Applications and Future Prospects of AI for Scoring Models that Allow for Rare Cases
Highlight
AT/PRC is a Hitachi AI that can accurately predict the probability of events that occur only rarely in actual business practice while also providing an explanation for the prediction. With corporate use of AI having accelerated in recent years, AT/PRC has demonstrated its worth at both Japanese and overseas customers. This article describes the technical features of AT/PRC and presents example applications from Japan and elsewhere. It also describes the issues that arise when deploying AT/PRC and other AIs in customer businesses, what Hitachi is doing to address these issues, and the outlook for the future.
Introduction
The use of artificial intelligence (AI) in various corporate activities has been accelerating in recent years, with the research, development, and deployment of the technology advancing on a daily basis. Hitachi AI Technology/Prediction of Rare Case (AT/PRC) is one of the AIs developed by Hitachi. Its initial uses have included a demonstration project for loan approval (credit scoring) at a Japanese finance company and it has since proven its worth in collaborative creation projects with financial institutions overseas and demonstration projects targeting uses other than credit scoring.
This article describes the technical features of AT/PRC and then presents examples of its use to date. It also describes the issues that have arisen during the deployment of AT/PRC at customer businesses and what Hitachi is doing to address these.
Technical Features of AT/PRC
The following sections describe two technical features that characterize AT/PRC.
Avoiding Overfitting of Rare Cases
Problems with poor accuracy have arisen when AI learning has been applied to events that occur only rarely in practice, such as debtors unable to repay a loan, instances of fraud hidden among large numbers of authentic transactions, or equipment failures. This is due to a phenomenon called “overfitting.” Overfitting occurs when an AI model becomes too attuned to the training data used in its development, such that its accuracy deteriorates when it is applied to new data not included in its training. Existing techniques in common use, when utilized to identify the attributes of rare cases, have ended up learning on noise. To prevent this phenomenon from occurring, AT/PRC adopts a mechanism called signal- and noise-based learning. This incorporates the following steps into the learning process.
- Training data is separated into a number of small groups.
- Model parameters are updated by training on each data group.
- The feature values that have an influence on whether an event occurs are determined for each group. The results are compared and any feature values that are not common to all groups are deemed to be noise that will have a detrimental effect on accuracy. These “noise” feature values are given a lower weighting.
The result of this final step is to diminish the relative weighting of feature values deemed to be noise (see Figure 1).
Figure 1 — Overview of Learning Based on Signal and NoiseWhile the model identifies the address as a feature value indicative of loan default, a comparison shows that it is not consistent across the different learning data groups.
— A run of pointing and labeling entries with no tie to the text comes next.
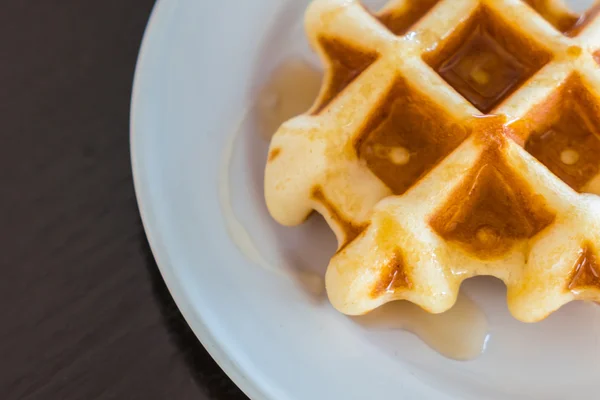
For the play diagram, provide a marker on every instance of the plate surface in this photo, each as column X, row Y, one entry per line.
column 251, row 289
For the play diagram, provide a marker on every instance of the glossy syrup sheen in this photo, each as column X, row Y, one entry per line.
column 460, row 333
column 406, row 137
column 567, row 123
column 486, row 60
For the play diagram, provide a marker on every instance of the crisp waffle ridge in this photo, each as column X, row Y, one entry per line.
column 451, row 139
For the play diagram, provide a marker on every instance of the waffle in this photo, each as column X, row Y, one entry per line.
column 451, row 139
Accordingly, the weighting of address is reduced to minimize its influence on the model.
The adoption of this mechanism means that AT/PRC is able to avoid overfitting and the loss of model accuracy when exposed to new data even when trained to recognize rare cases.
Two Functions for Improving Ability to Explain AI Decisions
It is sometimes necessary, when AI is used for important decisions or predictions, to provide the relevant stakeholders with an explanation as to why it produced the result it did. When AI is used to assess a loan application in a finance business, for example, it must be possible to explain the basis for each conclusion. Enhancing the ability to explain of AI decisions has been one of the trends in the field over recent years and AT/PRC has adopted two techniques that address this requirement.
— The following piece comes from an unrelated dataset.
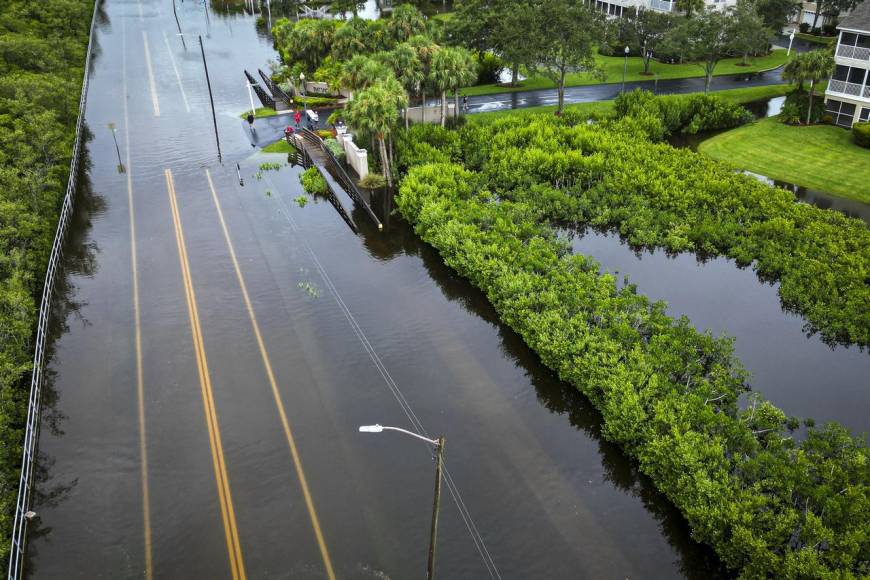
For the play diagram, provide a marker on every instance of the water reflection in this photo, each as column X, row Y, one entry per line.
column 696, row 561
The first is to devise model formulas that can be interpreted by humans. AT/PRC generates models that are expressed as multiple terms. This means the analyst is able to see how much weight the model places on each explanatory variable.
The second technique involves calculating degrees of influence. This works by analyzing each explanatory variable used in AT/PRC score calculations to quantify how much each one influences the result (see Figure 2).
Figure 2 — How Degrees of Influence Calculation is UsedThe model predicts a risk score of 0.7 for a particular customer defaulting on a loan. The degrees of influence calculation can explain the reasons for this result, indicating that the score was pushed up by the customer’s address, family structure, and age, and pulled down by their income.
While the multi-term models used by AT/PRC are amenable to interpretation by analysts, they are not so easy for users to understand. Calculating degrees of influence, on the other hand, provides an easier way to understand the basis of decisions in a workplace context.
Deployment at Customer Businesses
Hitachi has used AT/PRC in collaborative creation projects with customers in Japan and elsewhere. The following sections describe two such projects.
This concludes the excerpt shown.